Just like my first name is not really “Magic,” spelled “Majik,” and pronounced like a seductive French woman would say it, “MAA-zheek,” so too my last name is not really “Christian.”
“Majik (MAA-zheek) Christian” is just my “nom de plume,” as a seductive French woman would say.
“What’s with this seeming obsession with ‘a seductive French woman?’” you might ask.
Hold that thought, I’ll get there too . . . eventually.
Anyway, none of my younger readers know about “The Magic Christian,” a novel published in 1959 as a satire about America’s obsession with bigness, toughness, money, tv, guns, and sex, nor the 1969 film made from that book starring Ringo Starr, Peter Sellers, Raquel Welch, John Cleese, Graham Chapman, and Sir Richard Attenborough, with music written by Paul McCartney of the Beatles and performed by Badfinger, the band groomed by the Beatles and their Apple Records company to become “the next Beatles,” which they never did succeed in doing.
“WHO?” now ask the younger readers, basically anyone under 50 years of age.
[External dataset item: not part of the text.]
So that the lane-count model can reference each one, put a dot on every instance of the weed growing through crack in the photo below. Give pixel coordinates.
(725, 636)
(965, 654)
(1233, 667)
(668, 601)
“Oh, gawd,” I moan, “WHATEVER DO they teach in school these days?”
The premise of “The Magic Christian,” both in book and film, was that “Everyone has their price!”
To be honest, I never read the book, but I did see the movie as a young, impressionable youth, but all I remember from the movie was the scene in the end where a middle-aged Peter Sellers playing a multibillionaire takes Ringo Starr, his young adopted son whom he rescued from homeless poverty on the streets of swinging late 1960s London, into the hold of a luxury ocean liner that the billionaire built and on which the wealthiest and most privileged of the world debase themselves in cruel practical jokes the rich man plays on them while they all sail across the sea. The billionaire does this to show his heir that even the wealthiest and most normally genteel of people are as brutish and money grubbing as any poor, suffering wretch living in the world’s slums.
In the hold of the ocean liner are row upon row of topless beautiful young women all rowing the ship while chained to their oars like it was an ancient Greek or Roman slave galley. A young voluptuous Raquel Welch is the galley master attired in a kind of armored bikini and cracking a whip over her equally voluptuous slaves.
Quite frankly, I can barely remember even this scene very well. All I do remember are the breasts, row upon row of beautiful young women’s breasts.
And really . . . I can’t even visualize them now anymore. I think that all I have left upstairs is just the IDEA of breasts . . . and lots of them.
Did I mention that ALL men are bastards? We may as well include women now too, huh?
Are you starting to detect a theme here?